First US head of CDF group dies age 83
US Cardinal William Levada, former head of the Vatican’s doctrinal congregation and retired archbishop of San Francisco and Portland, Oregon, died on September 26 in Rome. He was 83.
When Cardinal Joseph Ratzinger was elected Pope Benedict XVI in 2005, he named then-Archbishop Levada to replace him as head of the Congregation for the Doctrine of the Faith, the Vatican agency charged with protecting and promoting the Church’s teachings on faith and morals. It was the first time a US prelate had headed the congregation, and Cardinal Levada served in that position until 2012.
Before his Vatican appointment, he had served as archbishop of San Francisco since 1995; archbishop of Portland, Oregon, 1986-95, and an auxiliary bishop of Los Angeles, 1983-86.
He was a key figure in the Church’s efforts to eliminate priestly sexual abuse. He headed the Vatican agency that oversaw the handling of priestly sexual abuse cases; in 2002, he was a member of the US-Vatican commission that made final revisions to the sex abuse norms in the United States, which laid out a strict policy on priestly sex abuse and provided for removal from ministry or defrocking of priests.
Pope calls on religious orders to prevent trafficking crisis
Pope Francis has called on more religious orders of men and women, as well as foundations and benefactors, to get involved and help an international network of women religious in the fight against human trafficking.
He praised the many institutes of consecrated life that already have supported their members working on prevention, public awareness and assisting survivors of trafficking through the network, Talitha Kum.
“While I invite you to continue this commitment, I am also making an appeal to other religious congregations – both women’s and men’s – for them to join this missionary work, putting people and resources at its service so that it can reach everywhere,” he told network members during an audience at the Vatican last week.
The Pope met with some 86 delegates of Talitha Kum from 48 different countries and other people taking part in the network’s general assembly from September 21-27.
Founded 10 years ago, Talitha Kum now coordinates 52 networks of religious women in more than 90 countries. With more than 2,000 people on the ground, their efforts have helped more than 15,000 victims and reached more than 200,000 others through educational and awareness-raising campaigns or workshops in the past decade.
Becoming Pope hasn’t made me ‘any less sinful’ – Francis
While his responsibilities are greater and his prayer list longer, Pope Francis said he’s basically the same person he was before he was elected in 2013, so he still goes to Confession every two weeks.
“The mere fact that I now dress all in white has not made me any less sinful or holier than before,” he told Jesuits in Mozambique, according to a transcript of the meeting published last week by La Civilta Cattolica.
Often on trips abroad, Pope Francis spends time with local Jesuit communities and holds a question-and-answer session with them.
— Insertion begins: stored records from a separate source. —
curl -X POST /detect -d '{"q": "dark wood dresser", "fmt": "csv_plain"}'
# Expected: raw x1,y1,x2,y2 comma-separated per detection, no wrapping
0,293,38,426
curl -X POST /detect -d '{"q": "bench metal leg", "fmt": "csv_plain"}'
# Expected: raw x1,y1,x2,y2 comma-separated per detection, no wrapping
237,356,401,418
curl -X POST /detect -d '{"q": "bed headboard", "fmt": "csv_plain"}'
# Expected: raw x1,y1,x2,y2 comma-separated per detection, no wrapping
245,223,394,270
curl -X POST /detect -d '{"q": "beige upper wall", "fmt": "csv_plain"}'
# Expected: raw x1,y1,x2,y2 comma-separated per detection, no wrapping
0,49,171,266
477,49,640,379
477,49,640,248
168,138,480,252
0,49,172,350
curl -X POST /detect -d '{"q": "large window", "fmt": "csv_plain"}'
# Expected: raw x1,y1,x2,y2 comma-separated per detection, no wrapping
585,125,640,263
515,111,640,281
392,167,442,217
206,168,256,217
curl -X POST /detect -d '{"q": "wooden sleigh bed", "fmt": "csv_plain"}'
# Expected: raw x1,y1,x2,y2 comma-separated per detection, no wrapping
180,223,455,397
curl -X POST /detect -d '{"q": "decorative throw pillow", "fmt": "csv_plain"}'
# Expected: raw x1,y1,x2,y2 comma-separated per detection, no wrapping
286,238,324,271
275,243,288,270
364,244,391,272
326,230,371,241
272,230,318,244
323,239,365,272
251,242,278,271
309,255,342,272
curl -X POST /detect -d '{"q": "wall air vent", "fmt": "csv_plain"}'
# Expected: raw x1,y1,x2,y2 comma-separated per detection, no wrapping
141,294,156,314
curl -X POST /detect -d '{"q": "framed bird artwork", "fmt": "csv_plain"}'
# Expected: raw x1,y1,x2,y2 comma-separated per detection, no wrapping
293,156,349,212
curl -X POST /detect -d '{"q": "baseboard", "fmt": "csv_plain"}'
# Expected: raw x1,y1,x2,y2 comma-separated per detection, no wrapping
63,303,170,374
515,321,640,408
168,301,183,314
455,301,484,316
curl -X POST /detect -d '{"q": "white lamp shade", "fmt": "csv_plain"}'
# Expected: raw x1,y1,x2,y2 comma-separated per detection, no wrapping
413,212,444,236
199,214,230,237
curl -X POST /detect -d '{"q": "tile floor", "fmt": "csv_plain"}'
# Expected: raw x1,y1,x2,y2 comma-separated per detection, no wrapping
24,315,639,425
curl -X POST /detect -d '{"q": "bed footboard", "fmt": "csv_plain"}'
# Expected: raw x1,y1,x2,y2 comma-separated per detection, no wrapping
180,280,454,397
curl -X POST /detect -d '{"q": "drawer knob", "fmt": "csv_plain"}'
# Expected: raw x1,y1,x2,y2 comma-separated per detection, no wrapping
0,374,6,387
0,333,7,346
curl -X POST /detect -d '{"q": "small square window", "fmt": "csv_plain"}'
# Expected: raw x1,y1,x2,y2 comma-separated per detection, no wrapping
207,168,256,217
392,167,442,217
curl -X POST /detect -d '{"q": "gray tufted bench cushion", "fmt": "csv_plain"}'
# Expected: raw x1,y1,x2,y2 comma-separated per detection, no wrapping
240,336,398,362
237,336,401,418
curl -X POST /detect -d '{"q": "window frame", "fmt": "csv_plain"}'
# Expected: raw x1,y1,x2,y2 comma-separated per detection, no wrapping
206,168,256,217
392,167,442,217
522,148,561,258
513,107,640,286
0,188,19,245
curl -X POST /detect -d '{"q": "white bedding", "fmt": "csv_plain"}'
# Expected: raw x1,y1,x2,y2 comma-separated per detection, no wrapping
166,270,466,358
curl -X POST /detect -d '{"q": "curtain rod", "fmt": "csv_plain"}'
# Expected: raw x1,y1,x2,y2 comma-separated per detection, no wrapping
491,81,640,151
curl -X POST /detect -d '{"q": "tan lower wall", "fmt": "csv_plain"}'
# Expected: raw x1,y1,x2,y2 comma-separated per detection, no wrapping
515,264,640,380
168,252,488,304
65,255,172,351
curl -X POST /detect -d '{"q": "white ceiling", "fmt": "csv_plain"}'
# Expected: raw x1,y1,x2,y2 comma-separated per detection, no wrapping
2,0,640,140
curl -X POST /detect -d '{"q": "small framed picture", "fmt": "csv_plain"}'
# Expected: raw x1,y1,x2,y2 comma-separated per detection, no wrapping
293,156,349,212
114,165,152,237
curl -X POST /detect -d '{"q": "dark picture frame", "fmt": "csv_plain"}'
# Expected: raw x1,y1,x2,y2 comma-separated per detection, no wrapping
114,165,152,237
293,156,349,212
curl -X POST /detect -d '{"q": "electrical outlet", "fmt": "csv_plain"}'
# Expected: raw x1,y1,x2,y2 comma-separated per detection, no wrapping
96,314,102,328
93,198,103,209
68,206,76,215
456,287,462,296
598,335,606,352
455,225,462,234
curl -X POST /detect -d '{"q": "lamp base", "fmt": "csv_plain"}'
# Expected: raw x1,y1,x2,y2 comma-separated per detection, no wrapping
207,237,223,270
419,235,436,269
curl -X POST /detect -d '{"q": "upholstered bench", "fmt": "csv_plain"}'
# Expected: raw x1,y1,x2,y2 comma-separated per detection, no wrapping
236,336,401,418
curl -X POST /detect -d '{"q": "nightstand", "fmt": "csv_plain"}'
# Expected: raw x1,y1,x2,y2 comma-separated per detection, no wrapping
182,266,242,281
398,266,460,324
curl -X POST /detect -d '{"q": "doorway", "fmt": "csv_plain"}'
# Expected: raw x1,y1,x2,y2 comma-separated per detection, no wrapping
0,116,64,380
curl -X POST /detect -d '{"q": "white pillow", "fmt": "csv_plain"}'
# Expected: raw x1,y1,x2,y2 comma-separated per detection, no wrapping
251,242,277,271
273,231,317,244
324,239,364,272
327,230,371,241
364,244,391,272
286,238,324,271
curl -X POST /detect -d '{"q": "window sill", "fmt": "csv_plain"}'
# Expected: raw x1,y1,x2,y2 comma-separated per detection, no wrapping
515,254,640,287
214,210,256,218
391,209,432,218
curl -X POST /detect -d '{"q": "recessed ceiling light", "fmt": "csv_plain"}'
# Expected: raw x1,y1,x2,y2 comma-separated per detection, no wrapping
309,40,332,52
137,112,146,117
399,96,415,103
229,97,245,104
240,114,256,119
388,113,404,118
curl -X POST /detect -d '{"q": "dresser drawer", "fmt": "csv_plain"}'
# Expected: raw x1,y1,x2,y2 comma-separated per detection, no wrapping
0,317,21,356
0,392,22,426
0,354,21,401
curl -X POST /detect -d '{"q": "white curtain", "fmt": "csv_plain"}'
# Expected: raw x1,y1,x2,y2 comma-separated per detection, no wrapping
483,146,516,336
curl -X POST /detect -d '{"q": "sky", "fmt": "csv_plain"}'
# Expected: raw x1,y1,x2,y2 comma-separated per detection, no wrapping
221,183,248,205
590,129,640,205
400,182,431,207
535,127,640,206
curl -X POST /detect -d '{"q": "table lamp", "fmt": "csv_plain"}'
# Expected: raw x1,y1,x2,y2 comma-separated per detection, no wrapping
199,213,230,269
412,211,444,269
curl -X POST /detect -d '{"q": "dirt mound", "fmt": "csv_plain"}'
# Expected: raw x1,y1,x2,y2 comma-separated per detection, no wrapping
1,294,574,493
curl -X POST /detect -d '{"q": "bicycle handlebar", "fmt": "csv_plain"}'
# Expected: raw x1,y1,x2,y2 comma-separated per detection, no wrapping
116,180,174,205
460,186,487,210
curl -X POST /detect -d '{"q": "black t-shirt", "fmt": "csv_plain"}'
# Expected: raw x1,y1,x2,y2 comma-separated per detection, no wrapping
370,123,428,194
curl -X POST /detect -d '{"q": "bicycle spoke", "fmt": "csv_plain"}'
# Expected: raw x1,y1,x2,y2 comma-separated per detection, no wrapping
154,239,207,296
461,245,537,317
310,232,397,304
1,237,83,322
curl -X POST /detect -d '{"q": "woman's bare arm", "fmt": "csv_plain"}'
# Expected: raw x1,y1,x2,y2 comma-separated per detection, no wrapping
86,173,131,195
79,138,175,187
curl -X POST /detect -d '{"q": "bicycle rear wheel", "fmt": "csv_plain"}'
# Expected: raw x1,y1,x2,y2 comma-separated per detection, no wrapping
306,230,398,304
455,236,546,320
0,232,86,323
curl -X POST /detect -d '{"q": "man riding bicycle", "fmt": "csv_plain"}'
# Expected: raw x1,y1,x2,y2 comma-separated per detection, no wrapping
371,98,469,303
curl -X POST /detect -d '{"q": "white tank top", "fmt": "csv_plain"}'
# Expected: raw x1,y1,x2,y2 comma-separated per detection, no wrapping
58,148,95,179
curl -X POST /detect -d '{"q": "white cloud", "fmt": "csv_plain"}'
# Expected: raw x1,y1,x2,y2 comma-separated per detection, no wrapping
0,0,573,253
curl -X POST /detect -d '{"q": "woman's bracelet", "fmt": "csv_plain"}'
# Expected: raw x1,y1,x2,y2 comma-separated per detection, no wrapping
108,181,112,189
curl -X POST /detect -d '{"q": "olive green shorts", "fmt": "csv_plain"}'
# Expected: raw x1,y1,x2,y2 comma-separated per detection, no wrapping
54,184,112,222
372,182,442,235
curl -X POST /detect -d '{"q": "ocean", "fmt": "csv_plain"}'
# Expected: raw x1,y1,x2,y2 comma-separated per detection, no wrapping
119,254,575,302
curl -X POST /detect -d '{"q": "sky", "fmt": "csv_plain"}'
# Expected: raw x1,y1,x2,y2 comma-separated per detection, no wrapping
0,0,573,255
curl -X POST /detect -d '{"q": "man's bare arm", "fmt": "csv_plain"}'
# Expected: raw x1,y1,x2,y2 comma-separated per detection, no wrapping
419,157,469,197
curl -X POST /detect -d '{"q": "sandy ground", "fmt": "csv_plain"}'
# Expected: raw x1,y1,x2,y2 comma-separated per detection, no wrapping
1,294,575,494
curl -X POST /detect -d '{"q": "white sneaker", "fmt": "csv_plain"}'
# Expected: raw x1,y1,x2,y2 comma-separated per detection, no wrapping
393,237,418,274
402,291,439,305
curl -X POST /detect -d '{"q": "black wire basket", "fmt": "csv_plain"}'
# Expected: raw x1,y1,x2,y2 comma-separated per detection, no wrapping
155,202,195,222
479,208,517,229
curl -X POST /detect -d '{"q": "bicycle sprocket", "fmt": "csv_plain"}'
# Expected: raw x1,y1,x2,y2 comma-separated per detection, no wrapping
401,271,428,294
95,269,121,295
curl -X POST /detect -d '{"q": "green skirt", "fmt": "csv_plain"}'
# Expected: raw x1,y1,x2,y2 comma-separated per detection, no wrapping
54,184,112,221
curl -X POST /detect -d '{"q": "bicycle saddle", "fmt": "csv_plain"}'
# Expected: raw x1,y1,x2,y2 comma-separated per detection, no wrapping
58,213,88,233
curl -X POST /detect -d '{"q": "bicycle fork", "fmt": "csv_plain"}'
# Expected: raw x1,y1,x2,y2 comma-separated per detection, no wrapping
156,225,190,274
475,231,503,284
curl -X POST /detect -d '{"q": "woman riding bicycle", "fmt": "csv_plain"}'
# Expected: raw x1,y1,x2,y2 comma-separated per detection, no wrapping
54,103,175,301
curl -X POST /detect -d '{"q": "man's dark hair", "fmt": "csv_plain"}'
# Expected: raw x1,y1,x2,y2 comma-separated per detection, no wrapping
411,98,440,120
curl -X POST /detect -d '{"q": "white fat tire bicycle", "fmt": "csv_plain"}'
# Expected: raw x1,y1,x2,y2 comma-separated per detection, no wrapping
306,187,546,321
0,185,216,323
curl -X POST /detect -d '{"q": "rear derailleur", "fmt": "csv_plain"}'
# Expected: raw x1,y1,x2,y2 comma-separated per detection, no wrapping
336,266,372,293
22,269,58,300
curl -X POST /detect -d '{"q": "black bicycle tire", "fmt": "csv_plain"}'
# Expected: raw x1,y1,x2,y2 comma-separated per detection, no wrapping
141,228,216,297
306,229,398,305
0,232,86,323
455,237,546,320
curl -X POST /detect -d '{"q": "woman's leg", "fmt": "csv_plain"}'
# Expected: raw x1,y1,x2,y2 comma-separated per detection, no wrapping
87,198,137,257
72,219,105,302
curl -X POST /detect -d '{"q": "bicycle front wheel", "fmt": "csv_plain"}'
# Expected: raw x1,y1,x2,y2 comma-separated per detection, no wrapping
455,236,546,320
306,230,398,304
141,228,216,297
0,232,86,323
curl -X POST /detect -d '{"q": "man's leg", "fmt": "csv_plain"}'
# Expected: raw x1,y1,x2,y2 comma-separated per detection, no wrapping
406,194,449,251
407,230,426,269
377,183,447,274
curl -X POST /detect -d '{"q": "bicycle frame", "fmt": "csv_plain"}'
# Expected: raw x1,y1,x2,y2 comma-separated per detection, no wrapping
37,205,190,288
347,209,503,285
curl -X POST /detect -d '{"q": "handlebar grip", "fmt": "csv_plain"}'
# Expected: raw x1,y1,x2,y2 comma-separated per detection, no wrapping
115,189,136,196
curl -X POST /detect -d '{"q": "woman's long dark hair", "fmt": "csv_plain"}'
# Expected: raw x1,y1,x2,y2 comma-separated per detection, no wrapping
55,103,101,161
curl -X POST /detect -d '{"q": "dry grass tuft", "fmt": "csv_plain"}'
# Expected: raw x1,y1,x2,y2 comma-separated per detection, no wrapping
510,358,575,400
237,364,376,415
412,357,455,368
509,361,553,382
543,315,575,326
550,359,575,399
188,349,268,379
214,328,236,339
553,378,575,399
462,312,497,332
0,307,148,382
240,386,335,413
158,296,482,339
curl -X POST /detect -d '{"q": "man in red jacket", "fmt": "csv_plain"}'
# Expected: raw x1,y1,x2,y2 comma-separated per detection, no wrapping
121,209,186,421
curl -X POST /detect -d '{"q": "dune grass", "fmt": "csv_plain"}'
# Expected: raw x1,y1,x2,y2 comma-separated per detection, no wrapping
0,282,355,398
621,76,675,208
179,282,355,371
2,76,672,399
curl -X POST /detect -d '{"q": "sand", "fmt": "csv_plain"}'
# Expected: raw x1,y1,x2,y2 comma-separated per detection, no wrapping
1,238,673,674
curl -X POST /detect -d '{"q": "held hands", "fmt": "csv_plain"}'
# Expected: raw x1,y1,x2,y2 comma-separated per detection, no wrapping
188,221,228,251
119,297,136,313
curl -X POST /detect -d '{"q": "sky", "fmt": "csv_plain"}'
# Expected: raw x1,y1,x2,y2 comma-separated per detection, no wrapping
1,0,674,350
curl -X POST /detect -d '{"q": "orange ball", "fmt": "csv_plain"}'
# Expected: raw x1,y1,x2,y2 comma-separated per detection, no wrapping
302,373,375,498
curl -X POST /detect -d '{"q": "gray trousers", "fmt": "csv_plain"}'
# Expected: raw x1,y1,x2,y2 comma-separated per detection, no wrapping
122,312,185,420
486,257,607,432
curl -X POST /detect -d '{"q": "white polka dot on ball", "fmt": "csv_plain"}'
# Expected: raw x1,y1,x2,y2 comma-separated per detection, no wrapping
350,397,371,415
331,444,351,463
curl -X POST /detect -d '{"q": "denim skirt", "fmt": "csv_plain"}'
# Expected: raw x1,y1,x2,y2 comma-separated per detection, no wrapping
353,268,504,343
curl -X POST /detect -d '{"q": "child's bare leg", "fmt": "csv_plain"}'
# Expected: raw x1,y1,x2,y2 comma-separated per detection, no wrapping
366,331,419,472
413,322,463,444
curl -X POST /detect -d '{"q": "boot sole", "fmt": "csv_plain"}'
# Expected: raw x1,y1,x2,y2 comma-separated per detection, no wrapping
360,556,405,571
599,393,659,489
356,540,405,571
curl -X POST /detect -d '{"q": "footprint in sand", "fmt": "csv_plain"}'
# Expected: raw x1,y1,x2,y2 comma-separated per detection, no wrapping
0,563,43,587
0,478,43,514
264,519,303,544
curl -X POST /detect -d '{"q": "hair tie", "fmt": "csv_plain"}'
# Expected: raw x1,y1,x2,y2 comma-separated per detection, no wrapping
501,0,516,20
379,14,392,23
Weeks later, a transcript of the exchange was published. In Mozambique, a Jesuit had asked the Pope how his experience of God has changed since he was elected Pope.
“I guess my experience of God hasn’t fundamentally changed,” he responded. “I speak to the Lord as before. I feel God gives me the grace I need for the present time. But the Lord gave it to me before. And I commit the same sins as before.”